### Plot of the GDP of Finland, Norway, and Sweden (2015-2019)
This notebook plots the data for the [gross domestic product](https://en.wikipedia.org/wiki/Gross_domestic_product) (in billion US$) for the countries Finland, Norway, and Sweden for the years 2015-2019 from the dataset ["GDP 2015-2019: Finland, Norway, and Sweden"](https://www.kaggle.com/carlmcbrideellis/gdp-20152019-finland-norway-and-sweden), along with the the yearly total of `num_sold` for the [Tabular Playground Series - Jan 2022](https://www.kaggle.com/c/tabular-playground-series-jan-2022) competition.

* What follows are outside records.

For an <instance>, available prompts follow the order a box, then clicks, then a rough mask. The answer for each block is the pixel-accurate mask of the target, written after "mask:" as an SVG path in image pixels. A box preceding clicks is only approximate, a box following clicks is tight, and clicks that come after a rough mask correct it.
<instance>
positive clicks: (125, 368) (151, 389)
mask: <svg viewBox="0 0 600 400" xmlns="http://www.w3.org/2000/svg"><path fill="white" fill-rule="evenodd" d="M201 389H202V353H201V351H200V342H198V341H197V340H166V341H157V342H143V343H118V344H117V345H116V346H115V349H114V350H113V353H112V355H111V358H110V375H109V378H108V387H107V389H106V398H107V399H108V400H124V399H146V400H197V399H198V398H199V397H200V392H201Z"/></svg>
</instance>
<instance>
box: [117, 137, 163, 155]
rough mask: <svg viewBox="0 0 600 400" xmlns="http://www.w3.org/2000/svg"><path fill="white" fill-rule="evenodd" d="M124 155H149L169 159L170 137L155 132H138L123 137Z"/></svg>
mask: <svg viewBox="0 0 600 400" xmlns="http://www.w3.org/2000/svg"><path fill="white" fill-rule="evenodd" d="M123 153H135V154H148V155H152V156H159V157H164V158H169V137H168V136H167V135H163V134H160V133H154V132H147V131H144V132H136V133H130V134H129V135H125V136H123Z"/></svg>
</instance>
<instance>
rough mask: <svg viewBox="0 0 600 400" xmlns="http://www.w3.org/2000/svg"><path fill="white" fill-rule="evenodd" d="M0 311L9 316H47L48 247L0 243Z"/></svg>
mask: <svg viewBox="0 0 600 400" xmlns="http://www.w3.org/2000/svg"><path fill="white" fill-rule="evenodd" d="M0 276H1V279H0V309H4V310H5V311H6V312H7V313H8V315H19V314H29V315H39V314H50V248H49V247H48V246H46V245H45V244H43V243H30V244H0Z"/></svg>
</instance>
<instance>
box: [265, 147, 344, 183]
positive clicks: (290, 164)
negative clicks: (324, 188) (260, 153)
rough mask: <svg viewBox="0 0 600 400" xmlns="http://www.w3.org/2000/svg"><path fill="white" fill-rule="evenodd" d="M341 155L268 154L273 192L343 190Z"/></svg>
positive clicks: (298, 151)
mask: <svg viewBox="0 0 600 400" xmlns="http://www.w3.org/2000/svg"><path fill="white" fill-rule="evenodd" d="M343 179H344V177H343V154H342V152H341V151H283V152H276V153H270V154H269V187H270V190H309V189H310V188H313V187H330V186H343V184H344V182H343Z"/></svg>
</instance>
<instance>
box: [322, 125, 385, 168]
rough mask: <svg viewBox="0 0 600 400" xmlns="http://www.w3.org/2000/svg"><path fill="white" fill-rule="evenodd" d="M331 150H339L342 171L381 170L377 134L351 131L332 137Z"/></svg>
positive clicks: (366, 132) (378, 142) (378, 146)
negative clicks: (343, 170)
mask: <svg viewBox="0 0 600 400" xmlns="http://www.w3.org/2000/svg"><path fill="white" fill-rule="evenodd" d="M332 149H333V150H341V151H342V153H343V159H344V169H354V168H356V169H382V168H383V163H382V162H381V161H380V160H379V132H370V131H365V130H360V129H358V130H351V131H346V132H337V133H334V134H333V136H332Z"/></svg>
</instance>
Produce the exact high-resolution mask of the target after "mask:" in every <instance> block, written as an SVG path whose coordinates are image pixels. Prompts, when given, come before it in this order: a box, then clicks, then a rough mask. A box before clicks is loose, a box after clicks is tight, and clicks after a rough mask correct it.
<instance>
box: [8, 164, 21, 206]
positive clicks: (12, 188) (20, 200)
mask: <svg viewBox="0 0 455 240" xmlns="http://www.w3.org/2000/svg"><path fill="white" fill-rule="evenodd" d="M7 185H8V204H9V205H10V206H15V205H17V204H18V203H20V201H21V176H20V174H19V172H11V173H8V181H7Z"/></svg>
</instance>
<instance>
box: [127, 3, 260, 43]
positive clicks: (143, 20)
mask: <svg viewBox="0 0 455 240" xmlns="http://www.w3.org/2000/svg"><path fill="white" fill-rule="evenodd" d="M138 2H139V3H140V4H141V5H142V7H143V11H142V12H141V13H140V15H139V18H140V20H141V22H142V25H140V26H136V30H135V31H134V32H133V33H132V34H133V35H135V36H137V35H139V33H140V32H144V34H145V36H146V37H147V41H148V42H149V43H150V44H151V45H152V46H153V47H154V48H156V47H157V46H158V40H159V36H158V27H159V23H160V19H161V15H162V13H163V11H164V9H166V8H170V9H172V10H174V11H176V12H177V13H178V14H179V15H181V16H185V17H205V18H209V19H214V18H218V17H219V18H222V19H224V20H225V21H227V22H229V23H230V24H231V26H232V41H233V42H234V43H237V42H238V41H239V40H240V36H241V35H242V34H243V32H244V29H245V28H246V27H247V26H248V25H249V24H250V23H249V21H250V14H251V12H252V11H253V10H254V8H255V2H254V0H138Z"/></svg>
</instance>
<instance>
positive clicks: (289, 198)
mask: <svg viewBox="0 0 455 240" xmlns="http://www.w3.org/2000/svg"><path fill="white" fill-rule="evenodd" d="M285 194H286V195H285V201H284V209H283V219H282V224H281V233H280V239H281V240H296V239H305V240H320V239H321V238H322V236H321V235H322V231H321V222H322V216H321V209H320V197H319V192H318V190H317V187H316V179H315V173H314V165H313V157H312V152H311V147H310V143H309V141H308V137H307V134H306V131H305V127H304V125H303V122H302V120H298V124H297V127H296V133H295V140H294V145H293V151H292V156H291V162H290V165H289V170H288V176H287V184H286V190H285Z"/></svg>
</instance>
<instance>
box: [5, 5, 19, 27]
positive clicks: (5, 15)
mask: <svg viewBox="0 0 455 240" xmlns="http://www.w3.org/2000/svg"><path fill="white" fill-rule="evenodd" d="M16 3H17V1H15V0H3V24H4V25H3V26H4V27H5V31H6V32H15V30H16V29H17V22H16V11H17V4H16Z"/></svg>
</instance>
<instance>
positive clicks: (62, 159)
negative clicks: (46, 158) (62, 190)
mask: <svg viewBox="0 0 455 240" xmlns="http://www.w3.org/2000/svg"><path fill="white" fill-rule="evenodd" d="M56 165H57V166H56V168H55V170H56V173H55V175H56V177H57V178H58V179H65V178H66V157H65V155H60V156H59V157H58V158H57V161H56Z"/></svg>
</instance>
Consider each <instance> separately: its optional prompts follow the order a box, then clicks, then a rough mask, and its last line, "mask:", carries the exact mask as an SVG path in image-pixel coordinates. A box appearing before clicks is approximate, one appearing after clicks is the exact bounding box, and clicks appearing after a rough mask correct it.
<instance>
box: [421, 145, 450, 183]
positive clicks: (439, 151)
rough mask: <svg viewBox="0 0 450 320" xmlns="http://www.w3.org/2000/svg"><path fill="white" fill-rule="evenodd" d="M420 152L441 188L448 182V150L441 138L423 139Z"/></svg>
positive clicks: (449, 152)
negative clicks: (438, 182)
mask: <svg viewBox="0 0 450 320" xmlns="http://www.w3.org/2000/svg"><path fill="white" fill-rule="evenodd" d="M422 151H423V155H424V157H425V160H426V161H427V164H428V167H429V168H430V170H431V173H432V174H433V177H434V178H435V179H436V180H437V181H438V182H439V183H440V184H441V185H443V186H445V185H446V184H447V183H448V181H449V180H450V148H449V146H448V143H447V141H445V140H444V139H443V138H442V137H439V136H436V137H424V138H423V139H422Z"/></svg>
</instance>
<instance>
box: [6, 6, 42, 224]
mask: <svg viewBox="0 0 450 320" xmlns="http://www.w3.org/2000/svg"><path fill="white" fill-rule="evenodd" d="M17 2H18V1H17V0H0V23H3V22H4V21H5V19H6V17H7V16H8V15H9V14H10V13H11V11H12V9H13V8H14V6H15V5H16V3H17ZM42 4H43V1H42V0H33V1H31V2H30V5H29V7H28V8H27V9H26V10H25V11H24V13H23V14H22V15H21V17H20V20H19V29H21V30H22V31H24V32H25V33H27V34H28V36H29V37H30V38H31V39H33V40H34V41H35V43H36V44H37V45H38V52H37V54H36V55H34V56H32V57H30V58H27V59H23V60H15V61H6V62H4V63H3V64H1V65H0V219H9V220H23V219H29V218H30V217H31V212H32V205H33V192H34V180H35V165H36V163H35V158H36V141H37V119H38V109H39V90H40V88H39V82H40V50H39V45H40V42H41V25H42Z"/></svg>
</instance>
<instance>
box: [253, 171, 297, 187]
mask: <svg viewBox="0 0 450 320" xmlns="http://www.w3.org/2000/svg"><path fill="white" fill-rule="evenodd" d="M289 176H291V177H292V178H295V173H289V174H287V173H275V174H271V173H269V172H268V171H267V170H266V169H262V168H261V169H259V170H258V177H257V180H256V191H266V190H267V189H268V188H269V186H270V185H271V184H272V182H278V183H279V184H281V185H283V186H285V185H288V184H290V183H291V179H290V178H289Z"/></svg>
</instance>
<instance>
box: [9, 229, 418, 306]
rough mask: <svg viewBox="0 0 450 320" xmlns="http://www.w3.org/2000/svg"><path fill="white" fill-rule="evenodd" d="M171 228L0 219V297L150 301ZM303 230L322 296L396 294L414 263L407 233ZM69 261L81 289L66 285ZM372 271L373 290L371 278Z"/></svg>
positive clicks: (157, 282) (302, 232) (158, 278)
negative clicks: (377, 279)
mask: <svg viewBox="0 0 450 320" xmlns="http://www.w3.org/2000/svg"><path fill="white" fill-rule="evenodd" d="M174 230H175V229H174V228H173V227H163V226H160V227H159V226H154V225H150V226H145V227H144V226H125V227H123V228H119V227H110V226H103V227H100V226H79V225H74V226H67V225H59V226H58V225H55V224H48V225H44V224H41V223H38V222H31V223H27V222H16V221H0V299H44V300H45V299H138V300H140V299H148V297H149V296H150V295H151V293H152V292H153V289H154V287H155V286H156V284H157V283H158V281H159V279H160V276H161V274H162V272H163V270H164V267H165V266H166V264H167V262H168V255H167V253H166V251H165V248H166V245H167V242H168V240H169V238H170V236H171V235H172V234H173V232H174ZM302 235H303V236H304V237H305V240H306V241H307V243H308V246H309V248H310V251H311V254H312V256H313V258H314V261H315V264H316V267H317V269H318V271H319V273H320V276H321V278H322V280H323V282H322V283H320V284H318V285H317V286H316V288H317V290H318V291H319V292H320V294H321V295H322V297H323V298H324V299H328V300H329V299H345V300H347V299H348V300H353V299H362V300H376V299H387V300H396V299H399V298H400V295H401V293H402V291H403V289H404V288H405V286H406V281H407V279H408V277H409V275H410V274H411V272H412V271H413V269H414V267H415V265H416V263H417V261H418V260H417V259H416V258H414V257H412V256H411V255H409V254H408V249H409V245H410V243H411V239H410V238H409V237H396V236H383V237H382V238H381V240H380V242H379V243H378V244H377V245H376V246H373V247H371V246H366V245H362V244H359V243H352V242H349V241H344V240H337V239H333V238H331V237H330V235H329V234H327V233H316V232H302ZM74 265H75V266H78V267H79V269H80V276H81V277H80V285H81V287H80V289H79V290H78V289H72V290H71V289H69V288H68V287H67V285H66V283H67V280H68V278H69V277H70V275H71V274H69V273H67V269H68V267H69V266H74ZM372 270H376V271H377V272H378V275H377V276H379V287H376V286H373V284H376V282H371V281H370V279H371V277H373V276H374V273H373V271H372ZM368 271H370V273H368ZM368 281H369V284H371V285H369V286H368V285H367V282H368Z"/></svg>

We can see that, for all three countries, there is a noticeable drop in the GDP in the year 2019 with respect to 2018.

In [None]:
import numpy  as np
import pandas as pd
import matplotlib.pyplot as plt
import seaborn as sns
plt.style.use('fivethirtyeight')
plt.rcParams.update({'font.size': 16})
plt.rcParams["figure.figsize"] = (10, 5)

In [None]:
train    = pd.read_csv("../input/tabular-playground-series-jan-2022/train.csv", parse_dates=['date'],index_col="row_id")
GDP_data = pd.read_csv("../input/gdp-20152019-finland-norway-and-sweden/GDP_data_2015_to_2019_Finland_Norway_Sweden.csv",index_col="year")

In [None]:
GDP_data

### GDP Finland 

In [None]:
GDP_data["GDP_Finland"].plot(kind='bar').legend(loc='center left',bbox_to_anchor=(1.0, 0.5));

### GDP Norway

In [None]:
GDP_data["GDP_Norway"].plot(kind='bar').legend(loc='center left',bbox_to_anchor=(1.0, 0.5));

### GDP Sweden

In [None]:
GDP_data["GDP_Sweden"].plot(kind='bar').legend(loc='center left',bbox_to_anchor=(1.0, 0.5));

### Kaggle merchandise sales (2015-2018)
Here is a plot of the yearly total of `num_sold` for the [Tabular Playground Series - Jan 2022](https://www.kaggle.com/c/tabular-playground-series-jan-2022) competition data:

In [None]:
train['year'] = train['date'].dt.year
pivot_table = pd.pivot_table(train, index=['year'], values=['num_sold'], aggfunc=sum)
pivot_table.plot(kind='bar').legend(loc='center left',bbox_to_anchor=(1.0, 0.5));

### Pearson correlation coefficients (2015-2018)
We shall now calculate the [Pearson correlation coefficients and the p-values](https://docs.scipy.org/doc/scipy/reference/generated/scipy.stats.pearsonr.html) between the total yearly `num_sold` for each country, and the GDP for each country for the years 2015 to 2018 inclusive:

In [None]:
yearly_total_sales_data = train.groupby(['country','year'])['num_sold'].sum().reset_index()
yearly_total_sales_data.style.hide_index()

In [None]:
from scipy import stats
# Finland
pearson, p_value = stats.pearsonr( GDP_data.iloc[0:4,0] , yearly_total_sales_data.iloc[0:4,2])
print("Finland correlation " + str(round(pearson, 3)) + " p-value " + str(round(p_value, 3)))
# Norway
pearson, p_value = stats.pearsonr( GDP_data.iloc[0:4,1] , yearly_total_sales_data.iloc[4:8,2])
print("Norway correlation  " + str(round(pearson, 3)) + " p-value " + str(round(p_value, 3)))
# Sweden
pearson, p_value = stats.pearsonr( GDP_data.iloc[0:4,2] , yearly_total_sales_data.iloc[8:12,2])
print("Sweden correlation  " + str(round(pearson, 3)) + " p-value " + str(round(p_value, 3)))

#### Hypothesis: There could be a drop in the yearly total sales in 2019 for each country, corresponding to the drop in the GDP in the year 2019 for each country.

### Addendum: How to add the GDP data to the competition `train.csv` file to make a new feature

In [None]:
# rename the columns in GDP dataframe 
GDP_data.columns = ['Finland', 'Norway', 'Sweden']
# create a dictionary
GDP_dictionary = GDP_data.unstack().to_dict()
# now create a new `GDP_value` column
train["GDP_value"] = train.set_index(['country','year']).index.map(GDP_dictionary.get)

take a quick look

In [None]:
train